Tecnologias como smartphones, celulares e internet estão nas mãos de professores, gestores, alunos e família. Com esses dispositivos, podemos construir conteúdos, desenvolver projetos, conversar e compartilhar nosso conhecimento. Tudo isso pode e deve ser um grande aliado do professor. Moran (2017) apresenta alguns motivos pelos quais podemos e devemos utilizar a tecnologia como grande aliada em sala de aula. Com a tecnologia podemos motivar os nossos alunos com vídeos, histórias e jogos. Diversos sites e plataformas permitem postar e acessar conteúdo para apoio à aprendizagem em sala de aula e montar um acervo virtual a fim de dar voz aos alunos, possibilitando que eles exponham suas opiniões e informações prévias ligadas ao que é exposto em sala. Também podemos inverter a forma de ensinar ao usar a tecnologia. Os alunos podem ter acesso em casa e levantar suas dúvidas ao professor. A partir do que for exposto, os docentes preparam aulas e atividades específicas. Assim, a tecnologia é capaz de personalizar o processo de aprendizado com possibilidades para que o aluno estude no seu ritmo. Há plataformas que ainda permitem essa personalização de atividades e recursos atrativos aos alunos como os jogos interativos.

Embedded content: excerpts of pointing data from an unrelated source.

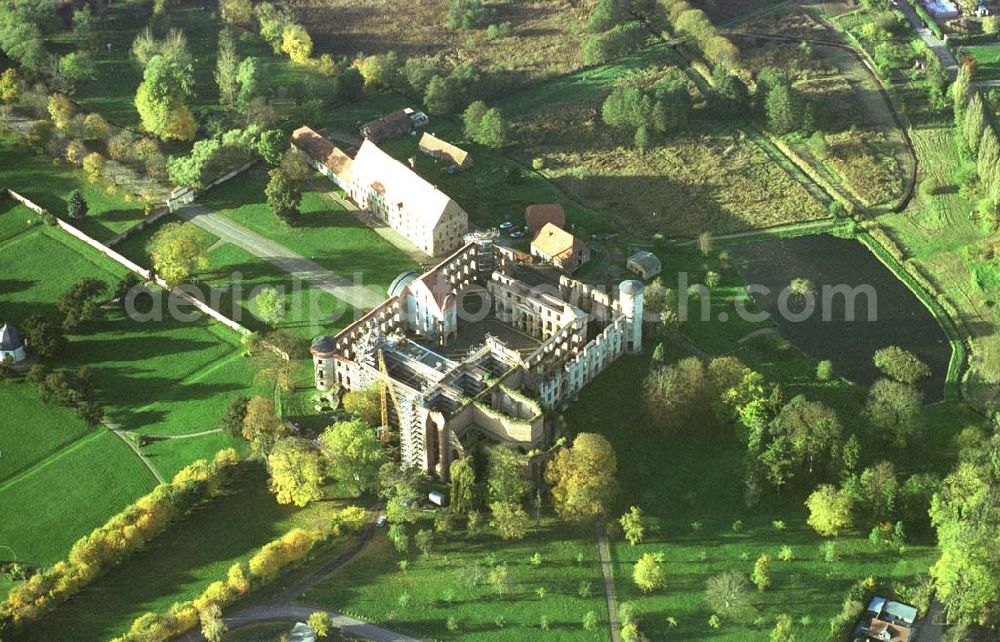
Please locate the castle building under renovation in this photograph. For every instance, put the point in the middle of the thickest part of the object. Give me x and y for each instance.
(479, 348)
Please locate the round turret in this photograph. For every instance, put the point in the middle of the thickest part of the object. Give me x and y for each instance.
(630, 295)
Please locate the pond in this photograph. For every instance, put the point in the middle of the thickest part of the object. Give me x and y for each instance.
(889, 314)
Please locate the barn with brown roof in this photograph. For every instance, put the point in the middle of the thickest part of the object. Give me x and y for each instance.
(398, 123)
(560, 248)
(537, 216)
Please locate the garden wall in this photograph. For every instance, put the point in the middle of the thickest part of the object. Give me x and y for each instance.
(131, 266)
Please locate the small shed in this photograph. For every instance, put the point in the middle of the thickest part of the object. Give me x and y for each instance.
(398, 123)
(560, 248)
(443, 150)
(645, 264)
(538, 216)
(11, 344)
(302, 632)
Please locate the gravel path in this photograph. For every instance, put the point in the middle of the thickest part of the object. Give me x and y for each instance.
(281, 257)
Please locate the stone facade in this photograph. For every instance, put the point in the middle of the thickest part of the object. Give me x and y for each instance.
(437, 404)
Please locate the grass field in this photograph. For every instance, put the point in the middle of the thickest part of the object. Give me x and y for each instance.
(55, 502)
(547, 38)
(941, 233)
(371, 586)
(987, 59)
(691, 479)
(324, 233)
(49, 184)
(157, 378)
(707, 178)
(15, 219)
(160, 383)
(309, 311)
(46, 428)
(183, 560)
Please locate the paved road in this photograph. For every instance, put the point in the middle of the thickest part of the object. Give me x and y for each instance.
(607, 570)
(347, 625)
(940, 49)
(281, 257)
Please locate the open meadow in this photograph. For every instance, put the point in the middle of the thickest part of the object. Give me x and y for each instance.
(686, 485)
(112, 92)
(546, 40)
(162, 378)
(185, 559)
(453, 583)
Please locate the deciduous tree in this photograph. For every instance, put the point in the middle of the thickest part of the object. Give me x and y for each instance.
(297, 472)
(178, 250)
(648, 574)
(583, 477)
(728, 594)
(901, 365)
(283, 195)
(831, 511)
(354, 455)
(895, 410)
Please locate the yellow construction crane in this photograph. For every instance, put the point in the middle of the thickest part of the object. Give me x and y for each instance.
(386, 391)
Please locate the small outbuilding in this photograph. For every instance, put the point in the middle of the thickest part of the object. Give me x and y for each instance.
(324, 156)
(302, 632)
(445, 151)
(537, 216)
(645, 264)
(11, 344)
(398, 123)
(560, 248)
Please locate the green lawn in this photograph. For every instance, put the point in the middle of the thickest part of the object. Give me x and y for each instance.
(57, 501)
(268, 632)
(182, 561)
(324, 233)
(372, 584)
(695, 478)
(309, 311)
(49, 183)
(987, 59)
(15, 219)
(42, 429)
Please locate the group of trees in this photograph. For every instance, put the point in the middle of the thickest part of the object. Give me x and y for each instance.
(130, 530)
(694, 23)
(68, 388)
(615, 30)
(665, 108)
(485, 125)
(443, 90)
(240, 579)
(283, 33)
(978, 133)
(348, 455)
(23, 27)
(212, 157)
(178, 250)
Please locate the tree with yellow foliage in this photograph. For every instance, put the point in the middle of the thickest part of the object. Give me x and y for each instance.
(583, 477)
(297, 43)
(297, 472)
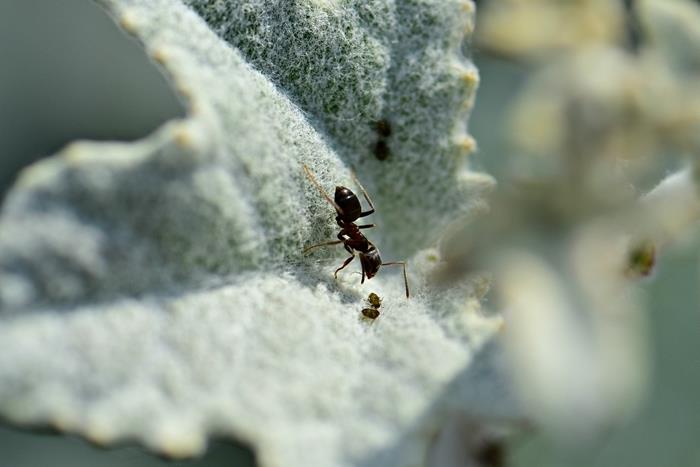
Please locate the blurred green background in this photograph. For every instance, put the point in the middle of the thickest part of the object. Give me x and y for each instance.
(68, 73)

Frequentemente nos deparamos em escolas e salas de aula com professores resistentes ao uso de recursos digitais, utilizando-os de forma meramente técnica ou superficial. A presença da educação midiática nas escolas com professores capacitados para mediar e conduzir os alunos à leitura e à interpretação de mídias nos seus formatos e meios é algo necessário e urgente. Manter os professores atualizados e com formação continuada de qualidade, que atenda às novas necessidades e à realidade do processo ensino-aprendizado, precisa ser algo pensado e implementado, pois os professores se deparam com algo além do vivido, alunos que não aprendem da mesma forma ou que vivem uma realidade diferente do que a escola lhes apresenta.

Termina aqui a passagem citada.